The chances of finding Harry's name on the honor roll of famous strongmen are not very great. He was one of the many unknowns who made a living from whatever muscular prowess he could muster. We wouldn't even know his name if he hadn't signed the back of his picture. Poor Harry toiled in obscurity, trying desperately to make people think that he actually was "The Strongest American Living" despite all the evidence to the contrary.
It is appropriate that we begin this series with an anonymous participant in the iron game. Bodybuilding is a sport that is notoriously ill-documented, and contemporary musclemen seem to have turned their collective latissimi on the origins of physical culture. But the fact remains that something as big as bodybuilding did not arise out of thin air. It has a long and fascinating history just like any other major sport. A quick glance to the past, therefore, can help us see where we came from and perhaps give us a clue about where we are going. That is the purpose of this series: just a brief glimpse at a few of the men who helped build strength training.

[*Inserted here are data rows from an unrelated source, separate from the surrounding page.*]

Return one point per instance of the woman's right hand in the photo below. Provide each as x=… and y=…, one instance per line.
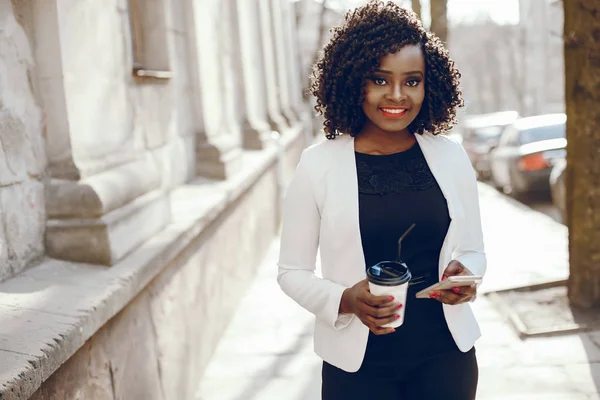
x=373, y=311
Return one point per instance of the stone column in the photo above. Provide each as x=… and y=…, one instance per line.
x=295, y=79
x=103, y=197
x=276, y=118
x=251, y=80
x=282, y=61
x=218, y=147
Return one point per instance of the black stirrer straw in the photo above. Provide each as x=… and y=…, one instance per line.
x=400, y=240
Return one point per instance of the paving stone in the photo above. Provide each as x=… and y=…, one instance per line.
x=272, y=333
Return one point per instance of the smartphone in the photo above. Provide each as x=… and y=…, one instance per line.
x=449, y=283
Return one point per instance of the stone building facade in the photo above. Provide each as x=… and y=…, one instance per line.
x=144, y=148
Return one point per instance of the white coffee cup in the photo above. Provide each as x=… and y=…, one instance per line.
x=390, y=278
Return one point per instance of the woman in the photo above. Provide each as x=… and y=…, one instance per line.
x=388, y=91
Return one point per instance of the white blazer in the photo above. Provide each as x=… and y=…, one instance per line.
x=321, y=212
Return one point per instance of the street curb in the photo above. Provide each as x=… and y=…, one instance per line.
x=517, y=323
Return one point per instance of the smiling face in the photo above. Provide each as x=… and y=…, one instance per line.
x=395, y=93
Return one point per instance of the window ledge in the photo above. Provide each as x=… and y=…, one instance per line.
x=49, y=311
x=151, y=73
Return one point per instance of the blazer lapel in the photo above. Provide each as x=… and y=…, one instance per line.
x=341, y=215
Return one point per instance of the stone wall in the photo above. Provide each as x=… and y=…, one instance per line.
x=144, y=154
x=159, y=345
x=22, y=158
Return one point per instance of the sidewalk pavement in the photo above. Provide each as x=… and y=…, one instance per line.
x=266, y=352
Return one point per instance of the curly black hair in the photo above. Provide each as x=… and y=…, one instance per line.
x=354, y=52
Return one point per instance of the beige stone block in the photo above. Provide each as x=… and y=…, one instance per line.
x=107, y=239
x=41, y=336
x=131, y=347
x=16, y=364
x=22, y=222
x=86, y=376
x=102, y=193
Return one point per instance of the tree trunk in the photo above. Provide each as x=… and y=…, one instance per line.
x=582, y=96
x=439, y=18
x=416, y=5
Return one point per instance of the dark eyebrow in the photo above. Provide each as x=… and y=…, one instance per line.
x=416, y=72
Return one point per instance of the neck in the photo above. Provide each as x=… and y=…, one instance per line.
x=375, y=140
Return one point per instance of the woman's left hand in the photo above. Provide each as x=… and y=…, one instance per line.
x=457, y=295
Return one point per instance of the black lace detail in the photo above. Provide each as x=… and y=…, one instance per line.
x=395, y=173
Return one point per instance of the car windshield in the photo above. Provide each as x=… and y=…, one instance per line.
x=541, y=133
x=489, y=132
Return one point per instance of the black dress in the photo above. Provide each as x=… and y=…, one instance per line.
x=396, y=191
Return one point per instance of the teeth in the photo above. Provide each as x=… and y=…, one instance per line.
x=393, y=111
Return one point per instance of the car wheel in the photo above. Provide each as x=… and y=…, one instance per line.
x=516, y=190
x=494, y=183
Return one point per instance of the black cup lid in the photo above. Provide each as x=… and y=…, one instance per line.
x=388, y=273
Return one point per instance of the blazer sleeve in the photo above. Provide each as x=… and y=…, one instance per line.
x=470, y=250
x=298, y=251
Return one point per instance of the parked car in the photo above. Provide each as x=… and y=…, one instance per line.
x=481, y=133
x=526, y=152
x=558, y=188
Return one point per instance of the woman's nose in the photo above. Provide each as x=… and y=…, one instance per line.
x=396, y=93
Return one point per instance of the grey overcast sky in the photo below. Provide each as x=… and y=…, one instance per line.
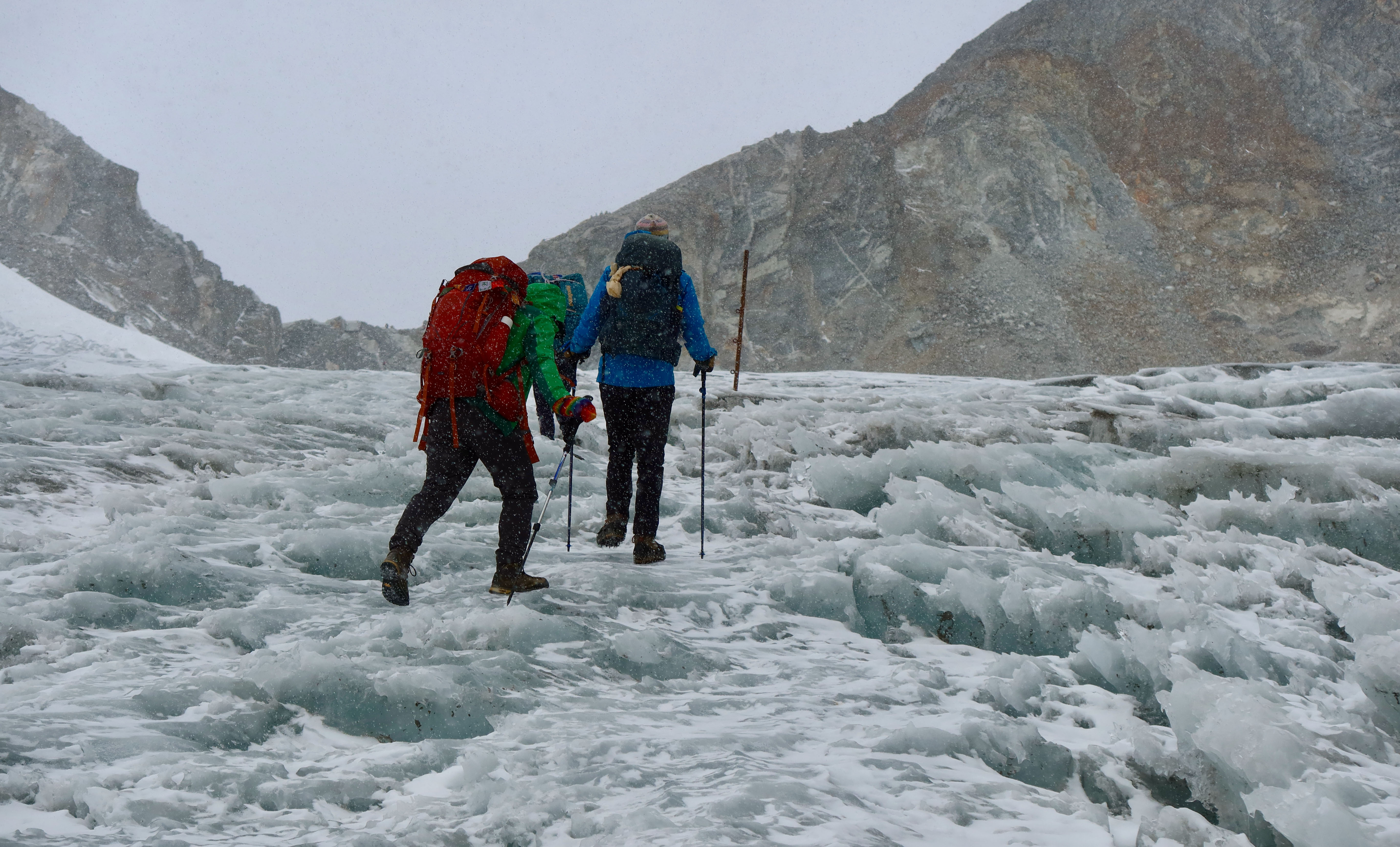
x=339, y=159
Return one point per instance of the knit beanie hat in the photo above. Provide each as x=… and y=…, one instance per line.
x=656, y=224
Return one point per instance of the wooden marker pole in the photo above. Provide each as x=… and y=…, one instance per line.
x=738, y=339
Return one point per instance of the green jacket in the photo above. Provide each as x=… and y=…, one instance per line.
x=533, y=339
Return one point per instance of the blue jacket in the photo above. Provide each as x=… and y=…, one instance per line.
x=639, y=372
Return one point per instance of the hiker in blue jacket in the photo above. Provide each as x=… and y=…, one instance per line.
x=643, y=307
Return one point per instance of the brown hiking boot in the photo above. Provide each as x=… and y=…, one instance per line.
x=615, y=530
x=646, y=551
x=512, y=579
x=394, y=576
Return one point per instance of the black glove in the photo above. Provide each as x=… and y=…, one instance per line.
x=569, y=429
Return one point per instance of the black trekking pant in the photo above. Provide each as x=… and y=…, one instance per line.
x=546, y=415
x=638, y=423
x=449, y=469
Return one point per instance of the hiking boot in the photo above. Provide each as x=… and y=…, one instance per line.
x=394, y=576
x=646, y=551
x=615, y=530
x=512, y=579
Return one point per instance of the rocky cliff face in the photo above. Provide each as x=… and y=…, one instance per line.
x=1091, y=185
x=348, y=345
x=72, y=223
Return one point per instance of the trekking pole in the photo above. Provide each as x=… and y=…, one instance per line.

Back in the days when Harry Blondell posed for the picture accompanying this piece, a muscleman really had only two career possibilities before him: He could be an instructor or a performer. If he chose the first alternative, the burgeoning young muscleman might teach at the local YMCA; if he were very lucky, he might end up owning his own gymnasium. By far, however, the most glamorous career opportunity for well-built young fellows was to go on the stage.
Before television, before radio, even before movies, the single most popular form of entertainment was vaudeville. This was a variety theater-a marvelous hodgepodge of acts that might feature a comic after an acrobat or a strongman sandwiched between a singer and a trained dog act. In order to compete in this world of flash and sizzle, musclemen had to come up with daring feats of strength that would wow an audience grown blase from watching the acts that came before and after them.
Elephant lifting, chain snapping, poker bending and stone breaking were only a few of the myriad ways strength and power were demonstrated on the variety stage.
Understandably, some athletes were better at being spectacular than others. A headliner could pull in thousands of dollars a week, while other, less competent men made correspondingly smaller salaries. Lower down on the rung of strength performers were those men who displayed their prowess in circuses.
Lowest of all were those who performed wherever they could. Unfortunately, Harry Blondell was one of these. Perhaps he got an occasional booking at a local theater. Every now and then he might have played a county fair. But from time to time he might even have been reduced to performing on street corners for change. Despite his fate, Harry doesn't look too miserable. He is probably just waiting for his one chance to break into the big time.
So here's to all the Harry Blondells throughout the history of bodybuilding. It's not always an easy life-it never has been. But the desire for strength and at least a few shreds of glory keeps the parade of musclemen marching on. It's time a few of them were celebrated.